NICOLETTA TEMPERA
Cronaca

Bologna, invita i genitori per la laurea e poi si uccide

Il ragazzo abruzzese di 29 anni, in realtà, aveva sostenuto pochi esami: non ha retto e si è suicidato, buttandosi dal ponte di Stalingrado

La polizia in via Zago, sotto al ponte di Stalingrado, dove è stato trovato il corpo

La polizia in via Zago, sotto al ponte di Stalingrado, dove è stato trovato il corpo

Bologna, 9 ottobre 2021 - Aveva detto ai genitori di raggiungerlo a Bologna, per andare poi insieme a Forlì, dove avrebbe discusso la sua tesi di laurea. Ma nessuna celebrazione, nessuna festa c’è stata. Soltanto l’ansia prima e lo sgomento poi. E un salto nel vuoto, per mettere a tacere quel senso di colpa, quella vergogna che il ragazzo si portava dentro.

Il focus Studente suicida per la laurea mancata. Lo psicologo: "Fallire non è una colpa" - La psicologa: "Tenere aperto il dialogo restando in ascolto" 

Il corpo del ventinovenne, L. N., abruzzese, iscritto alla facoltà di Economia e commercio, è stato trovato ieri pomeriggio intorno alle 16 in via Zago, sotto al ponte di via Stalingrado. Da lì lo studente si è lanciato. Per pochi metri non è finito sulle rotaie. Quando sono arrivati i soccorsi, il suo cuore non batteva già più.

Lo cercavano da tutta la mattina, amici e parenti. Il ragazzo, stando a quanto ricostruito da carabinieri e polizia, aveva avvisato i genitori di raggiungerlo a Bologna, dove viveva da solo da diversi anni, dicendo che si sarebbe laureato. Aveva detto loro che insieme sarebbero andati a Forlì, dove si trova la sede didattica della facoltà. Tutto organizzato per ieri mattina.

Ma il ragazzo, in realtà, aveva sostenuto pochissimi esami. E probabilmente la vergogna, il senso di colpa, l’incapacità di affrontare una situazione divenuta, bugia dopo bugia, insostenibile per lui, lo hanno portato a determinare il terribile gesto. Deve aver girovagato tutto il giorno per la città, perché i genitori lo cercavano e lo chiamavano, senza risposta, dalla mattina. Arrivati a casa, non trovandolo, avevano iniziato a preoccuparsi. Il sospetto che qualcosa non andasse lo avevano avuto subito. Perché il figlio aveva detto soltanto a loro della discussione.

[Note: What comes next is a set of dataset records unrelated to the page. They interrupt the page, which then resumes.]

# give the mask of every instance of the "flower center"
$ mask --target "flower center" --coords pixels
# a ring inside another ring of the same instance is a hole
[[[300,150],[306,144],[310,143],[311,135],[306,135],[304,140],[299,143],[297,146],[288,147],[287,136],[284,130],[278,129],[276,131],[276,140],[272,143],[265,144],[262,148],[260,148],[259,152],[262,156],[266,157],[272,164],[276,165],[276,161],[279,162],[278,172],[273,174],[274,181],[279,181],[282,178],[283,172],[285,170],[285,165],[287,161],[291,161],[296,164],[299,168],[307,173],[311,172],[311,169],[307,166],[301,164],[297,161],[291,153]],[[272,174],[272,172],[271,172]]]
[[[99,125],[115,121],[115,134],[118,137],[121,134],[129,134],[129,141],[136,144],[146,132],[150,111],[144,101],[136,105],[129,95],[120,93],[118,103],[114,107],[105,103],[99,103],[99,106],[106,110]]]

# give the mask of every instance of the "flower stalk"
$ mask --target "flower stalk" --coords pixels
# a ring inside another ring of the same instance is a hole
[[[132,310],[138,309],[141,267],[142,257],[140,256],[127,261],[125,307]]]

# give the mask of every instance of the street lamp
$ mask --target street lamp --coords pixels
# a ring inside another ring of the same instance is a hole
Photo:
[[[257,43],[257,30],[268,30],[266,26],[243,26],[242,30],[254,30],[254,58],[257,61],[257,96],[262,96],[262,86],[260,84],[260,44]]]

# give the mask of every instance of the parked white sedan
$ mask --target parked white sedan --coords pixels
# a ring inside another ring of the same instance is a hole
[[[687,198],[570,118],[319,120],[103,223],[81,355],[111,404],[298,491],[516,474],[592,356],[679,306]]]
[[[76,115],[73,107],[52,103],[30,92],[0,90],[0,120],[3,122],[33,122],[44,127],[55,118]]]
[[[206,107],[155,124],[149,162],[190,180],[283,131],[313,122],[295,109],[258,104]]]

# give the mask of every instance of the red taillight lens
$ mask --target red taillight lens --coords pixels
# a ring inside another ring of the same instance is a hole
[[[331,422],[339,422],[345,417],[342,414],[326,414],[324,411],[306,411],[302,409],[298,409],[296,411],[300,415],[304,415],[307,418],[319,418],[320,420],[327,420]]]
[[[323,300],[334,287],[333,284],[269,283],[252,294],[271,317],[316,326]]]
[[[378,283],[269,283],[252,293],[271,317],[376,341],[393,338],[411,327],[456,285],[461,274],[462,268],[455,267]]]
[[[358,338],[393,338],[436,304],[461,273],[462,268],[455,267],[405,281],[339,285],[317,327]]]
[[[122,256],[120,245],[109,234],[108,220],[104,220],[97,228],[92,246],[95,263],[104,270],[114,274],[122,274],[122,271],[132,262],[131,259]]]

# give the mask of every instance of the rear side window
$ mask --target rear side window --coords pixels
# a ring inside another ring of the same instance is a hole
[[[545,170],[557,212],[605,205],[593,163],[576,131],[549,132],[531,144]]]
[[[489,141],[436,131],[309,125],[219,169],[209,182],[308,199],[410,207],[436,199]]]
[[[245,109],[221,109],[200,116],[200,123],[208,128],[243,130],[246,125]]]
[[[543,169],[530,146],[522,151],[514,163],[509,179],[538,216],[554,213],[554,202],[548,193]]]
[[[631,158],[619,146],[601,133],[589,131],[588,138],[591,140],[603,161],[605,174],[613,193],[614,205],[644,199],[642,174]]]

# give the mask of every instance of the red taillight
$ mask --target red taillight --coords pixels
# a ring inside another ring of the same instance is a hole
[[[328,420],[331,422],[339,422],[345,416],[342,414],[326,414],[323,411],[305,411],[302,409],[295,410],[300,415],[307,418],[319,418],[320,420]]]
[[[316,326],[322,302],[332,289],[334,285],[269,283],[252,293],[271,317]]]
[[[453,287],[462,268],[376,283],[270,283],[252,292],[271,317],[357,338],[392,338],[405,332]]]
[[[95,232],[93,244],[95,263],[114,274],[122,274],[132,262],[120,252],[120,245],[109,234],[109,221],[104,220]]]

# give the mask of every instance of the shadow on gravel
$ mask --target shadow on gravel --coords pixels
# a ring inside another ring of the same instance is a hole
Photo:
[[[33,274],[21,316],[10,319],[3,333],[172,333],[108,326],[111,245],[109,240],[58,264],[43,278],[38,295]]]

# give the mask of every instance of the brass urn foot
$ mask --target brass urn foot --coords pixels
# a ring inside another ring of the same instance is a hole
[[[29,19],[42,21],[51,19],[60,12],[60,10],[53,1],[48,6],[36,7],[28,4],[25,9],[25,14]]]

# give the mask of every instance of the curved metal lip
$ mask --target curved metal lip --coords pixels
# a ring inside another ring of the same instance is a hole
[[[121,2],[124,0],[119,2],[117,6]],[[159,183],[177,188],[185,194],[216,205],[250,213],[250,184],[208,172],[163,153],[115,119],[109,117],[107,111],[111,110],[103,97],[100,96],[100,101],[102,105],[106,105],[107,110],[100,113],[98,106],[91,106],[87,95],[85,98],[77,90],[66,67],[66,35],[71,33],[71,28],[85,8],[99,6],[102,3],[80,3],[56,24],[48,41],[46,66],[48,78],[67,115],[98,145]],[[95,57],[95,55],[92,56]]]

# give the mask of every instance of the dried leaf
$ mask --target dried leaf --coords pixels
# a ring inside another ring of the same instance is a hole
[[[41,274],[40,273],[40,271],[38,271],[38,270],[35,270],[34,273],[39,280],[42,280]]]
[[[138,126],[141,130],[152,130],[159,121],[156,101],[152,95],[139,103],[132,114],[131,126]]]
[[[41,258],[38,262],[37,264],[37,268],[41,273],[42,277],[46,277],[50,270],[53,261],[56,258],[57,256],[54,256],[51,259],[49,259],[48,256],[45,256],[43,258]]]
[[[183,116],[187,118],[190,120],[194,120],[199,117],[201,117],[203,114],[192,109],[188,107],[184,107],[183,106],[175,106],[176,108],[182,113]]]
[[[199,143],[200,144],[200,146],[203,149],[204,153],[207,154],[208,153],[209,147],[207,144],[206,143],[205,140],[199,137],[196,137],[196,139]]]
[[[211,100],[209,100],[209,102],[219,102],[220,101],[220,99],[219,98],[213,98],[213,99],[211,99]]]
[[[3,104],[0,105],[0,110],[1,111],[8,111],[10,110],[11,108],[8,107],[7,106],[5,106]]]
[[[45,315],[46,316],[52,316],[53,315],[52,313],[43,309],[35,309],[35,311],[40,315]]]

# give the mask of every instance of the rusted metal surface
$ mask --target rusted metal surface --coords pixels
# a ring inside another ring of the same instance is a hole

Nessun amico era stato invitato all’evento, tanto importante nella vita di un ragazzo. E così si sono messi subito in allarme. Hanno contattato tutti i suoi conoscenti in città. Hanno fatto denuncia ai carabinieri. Il suo cellulare era acceso, ma squillava a vuoto. A mezzogiorno, lo studente era ancora vivo. A quell’ora, infatti, aveva inviato un messaggio vocale alla ex fidanzata, dal contenuto ambiguo. Un tassello in più, che aveva alimentato ancora di più la paura dei genitori.

Che hanno però sperato, fino all’ultimo, di poterlo ritrovare. Di dirgli che della laurea non importava loro nulla, che tutto si sarebbe risolto. E invece. E invece alle 16. il ragazzo manda un ultimo messaggio a un suo amico, gli dice che è sul ponte di Stalingrado. L’amico corre, per riuscire a raggiungerlo, e chiama la polizia. Una corsa contro il tempo, con i carabinieri che si precipitano, perché intanto hanno rintracciato anche loro il suo cellulare. Ma quando arrivano tutti, l’amico, i poliziotti e i militari dell’Arma, è troppo tardi. Il corpo è lì, in via Zago, in una pozza di sangue. Non resta che piangere.